Back in 1969, filmmaker Michael Roemer, who had a success a few years earlier with the drama Nothing but a Man, made a decidedly low-key comedy about a low-level Jewish gangster, just released from a stint in prison, trying to work his way back into a life where he has long since lost whatever meager position of power he had accumulated before his arrest and into a family that has mostly washed their hands of him. Alas, the film, entitled The Plot Against Harry, was apparently so low-key that the few viewers it managed to attract didn’t quite realize it was meant to be a comedy and after a one-week run in a Seattle theatre in 1971, it essentially vanished from view. In 1989, Roemer was having his films transferred to video and discovered that the guy running the transfer was laughing throughout when doing The Plot Against Harry. Taking a shot that times had caught up with the film, he submitted it to the Toronto, New York and Sundance film festivals on a whim and was accepted by all three. Not only did it play like gangbusters in those settings, the screenings generated enough interest to garner it the full theatrical release it had been denied two decades earlier and it became a decent-sized hit in 1990 on the art-house circuit during the early days of the boom in American independent cinema.
Now The Plot Against Harry is returning once again to theaters in a newly restored version and it is just as delightfully droll and inspired as it has clearly always been. The closest way I can think to describe it is to imagine what Carlito’s Way might have been like if it had been rewritten by Alan King. Watching antihero Harry Plotnick (Martin Priest) as he helplessly observes his former cohorts making off with his business (they don’t even have the courtesy to attempt to rub him out—they just ignore them as if he no longer exists, which is pretty much the case) and attempts to regain his standing with his estranged family and the world at large by throwing money he doesn’t really have at his problems is so funny, inspired and observant that it makes you wonder once again what viewers back in 1970 must have been thinking when they responded so negatively to the film.

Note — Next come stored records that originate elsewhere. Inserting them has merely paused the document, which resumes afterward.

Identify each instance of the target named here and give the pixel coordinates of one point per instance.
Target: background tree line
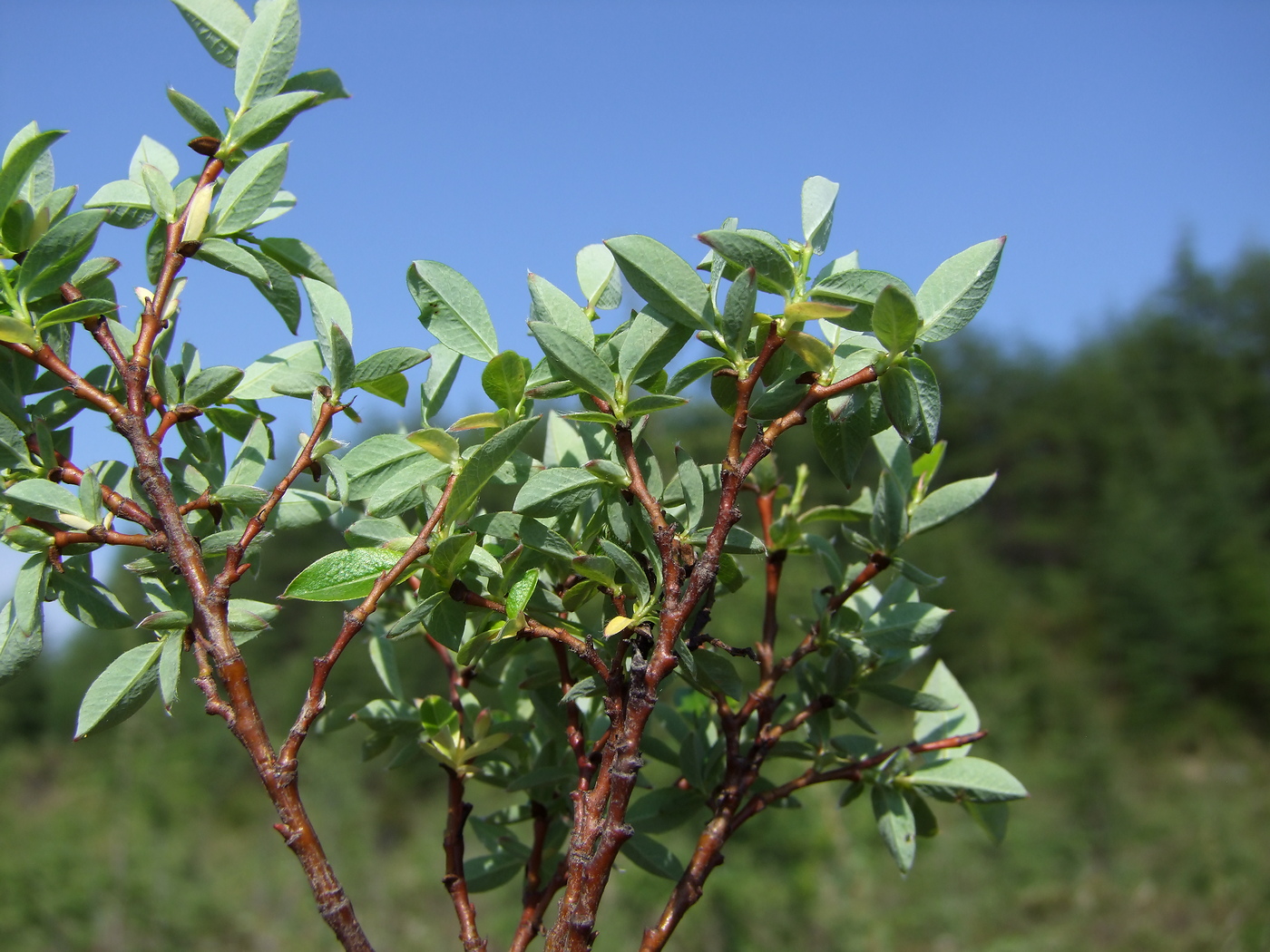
(1115, 575)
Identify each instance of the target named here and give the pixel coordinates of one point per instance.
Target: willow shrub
(574, 626)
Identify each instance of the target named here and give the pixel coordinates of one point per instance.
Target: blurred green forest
(1113, 625)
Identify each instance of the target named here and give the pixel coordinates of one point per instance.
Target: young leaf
(552, 305)
(738, 310)
(484, 463)
(772, 268)
(120, 691)
(59, 253)
(21, 160)
(946, 501)
(956, 289)
(894, 320)
(250, 188)
(219, 24)
(599, 277)
(895, 824)
(969, 778)
(819, 197)
(266, 51)
(662, 278)
(575, 359)
(503, 380)
(555, 491)
(453, 310)
(889, 520)
(193, 113)
(162, 199)
(232, 257)
(212, 384)
(298, 257)
(169, 668)
(650, 856)
(339, 577)
(267, 120)
(940, 725)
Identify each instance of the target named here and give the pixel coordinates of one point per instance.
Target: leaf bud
(206, 145)
(27, 539)
(196, 213)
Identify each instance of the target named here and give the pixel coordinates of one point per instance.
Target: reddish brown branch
(456, 816)
(315, 698)
(535, 628)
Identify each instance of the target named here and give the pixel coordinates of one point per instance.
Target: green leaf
(904, 625)
(120, 691)
(650, 856)
(552, 305)
(219, 24)
(250, 188)
(260, 377)
(342, 361)
(232, 257)
(267, 51)
(451, 555)
(386, 364)
(59, 253)
(894, 320)
(991, 818)
(488, 459)
(300, 508)
(819, 197)
(339, 577)
(126, 203)
(968, 778)
(437, 442)
(895, 825)
(279, 289)
(813, 351)
(956, 289)
(574, 359)
(599, 277)
(162, 199)
(946, 501)
(694, 371)
(774, 272)
(89, 600)
(194, 114)
(738, 310)
(329, 310)
(662, 278)
(76, 311)
(842, 442)
(453, 310)
(650, 403)
(21, 160)
(298, 257)
(524, 529)
(169, 668)
(907, 697)
(503, 380)
(151, 152)
(486, 872)
(940, 725)
(324, 82)
(555, 491)
(212, 384)
(267, 120)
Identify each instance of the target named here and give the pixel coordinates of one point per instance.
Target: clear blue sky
(501, 137)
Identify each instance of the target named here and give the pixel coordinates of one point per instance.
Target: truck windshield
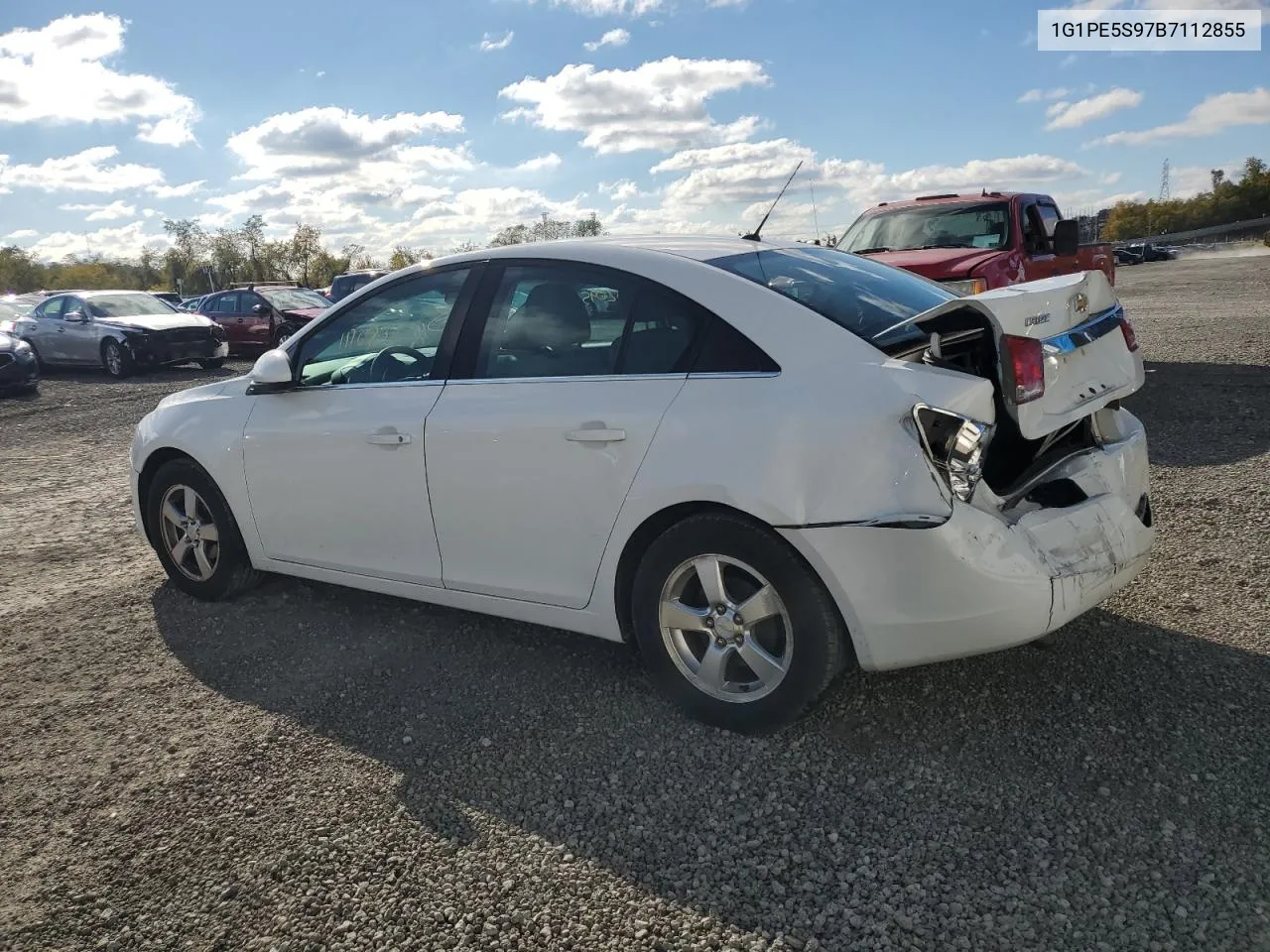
(869, 298)
(979, 225)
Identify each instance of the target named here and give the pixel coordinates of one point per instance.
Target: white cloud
(659, 105)
(82, 172)
(103, 212)
(1038, 95)
(489, 44)
(1070, 116)
(622, 190)
(330, 141)
(613, 37)
(739, 180)
(183, 190)
(1211, 116)
(540, 163)
(58, 73)
(610, 8)
(123, 241)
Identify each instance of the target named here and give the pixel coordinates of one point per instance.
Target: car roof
(699, 248)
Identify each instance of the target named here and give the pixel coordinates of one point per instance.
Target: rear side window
(661, 333)
(871, 299)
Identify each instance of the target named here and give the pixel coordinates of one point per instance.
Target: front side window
(871, 299)
(979, 225)
(127, 304)
(390, 336)
(556, 320)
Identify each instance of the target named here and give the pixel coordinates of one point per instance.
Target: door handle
(388, 439)
(595, 435)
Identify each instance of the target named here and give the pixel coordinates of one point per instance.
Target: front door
(335, 467)
(222, 308)
(79, 336)
(530, 460)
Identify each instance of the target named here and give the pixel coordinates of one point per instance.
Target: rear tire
(754, 675)
(194, 534)
(116, 361)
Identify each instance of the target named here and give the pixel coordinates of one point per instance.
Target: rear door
(46, 335)
(564, 376)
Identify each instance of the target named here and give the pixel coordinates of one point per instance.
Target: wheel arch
(154, 462)
(638, 542)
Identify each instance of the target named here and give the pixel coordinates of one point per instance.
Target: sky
(431, 123)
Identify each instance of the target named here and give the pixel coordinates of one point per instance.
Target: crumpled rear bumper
(979, 583)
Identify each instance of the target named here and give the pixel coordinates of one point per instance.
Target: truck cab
(976, 243)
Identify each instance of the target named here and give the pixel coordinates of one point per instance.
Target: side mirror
(271, 373)
(1067, 238)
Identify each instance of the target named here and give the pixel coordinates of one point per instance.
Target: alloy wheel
(113, 359)
(190, 532)
(725, 629)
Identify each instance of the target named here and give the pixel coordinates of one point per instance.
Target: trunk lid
(1076, 320)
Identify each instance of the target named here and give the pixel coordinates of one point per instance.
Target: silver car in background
(121, 331)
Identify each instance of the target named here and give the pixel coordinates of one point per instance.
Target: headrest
(553, 315)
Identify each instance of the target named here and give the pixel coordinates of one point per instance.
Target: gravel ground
(312, 767)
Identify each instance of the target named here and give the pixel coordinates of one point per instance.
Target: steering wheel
(379, 368)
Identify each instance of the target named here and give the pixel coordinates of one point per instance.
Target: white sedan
(758, 462)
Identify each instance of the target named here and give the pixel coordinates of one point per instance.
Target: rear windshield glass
(869, 298)
(294, 298)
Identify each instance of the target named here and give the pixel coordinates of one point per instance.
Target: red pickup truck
(976, 243)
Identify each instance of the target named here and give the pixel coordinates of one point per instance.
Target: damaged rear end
(1049, 492)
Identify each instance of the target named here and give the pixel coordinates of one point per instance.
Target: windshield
(982, 225)
(127, 304)
(866, 298)
(293, 298)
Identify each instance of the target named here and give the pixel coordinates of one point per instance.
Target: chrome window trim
(740, 375)
(1084, 333)
(331, 388)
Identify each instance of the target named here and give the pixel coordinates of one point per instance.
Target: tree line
(198, 261)
(1225, 202)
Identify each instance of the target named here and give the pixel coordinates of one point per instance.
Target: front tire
(194, 534)
(734, 626)
(116, 361)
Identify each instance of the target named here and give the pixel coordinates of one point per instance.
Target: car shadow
(1205, 414)
(1100, 738)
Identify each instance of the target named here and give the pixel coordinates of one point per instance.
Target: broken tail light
(955, 445)
(1025, 366)
(1130, 338)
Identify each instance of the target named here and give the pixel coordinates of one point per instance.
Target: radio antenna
(753, 236)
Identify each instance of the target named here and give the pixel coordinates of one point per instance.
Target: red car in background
(976, 243)
(264, 315)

That said, what really makes the film work is that Roemer doesn’t treat Harry just as a walking punchline and he and Priest make him into a genuinely interesting and sympathetic character throughout and his scenes with former brother-in-law Leo (Ben Lang), who is trying to make Harry look good in order to bring him in as a partner in his synagogue-run catering business are particularly smart and observant, as are his interactions with loyal chauffeur/bookkeeper Max (Henry Nemo). The film even has a couple of scenes that by all rights deserve to be considered as classics of comedic cinema—one in which Harry nervously testifies before a crime commission that quickly surmises that he has nothing of value to give them and the big climax in which, having already been informed after a medical scare that he has an enlarged heart, he is convinced that he is suffering from a potentially fatal heart attack while backstage at a telethon and makes a final noble gesture that goes about as well as everything else in his life.
I first saw The Plot Against Harry during its 1990 re-release and thought it was a wonderfully funny film. Now that I have seen it again, I think I liked it even better this time around—Roemer displays a brilliant comedic sensibility that hasn’t aged a day and the film also now serves as a fascinating time capsule of what was going on the the streets of New York City during the shift from the 60s to the 70s. I concede that the measured pacing employed by Roemer may seem a tad slow for modern sensibilities and that the idea of watching an obscure black-and-white film starring a bunch of unknowns may not sound that appealing to others. However, the final film still works so well that any objections along those lines will evaporate after a few minutes. Having previously gone down in the books as one of the funniest films of 1970 (even if no one realized it at the time) and 1990, The Plot Against Harry proves to be one of the best comedies that you will see this year as well.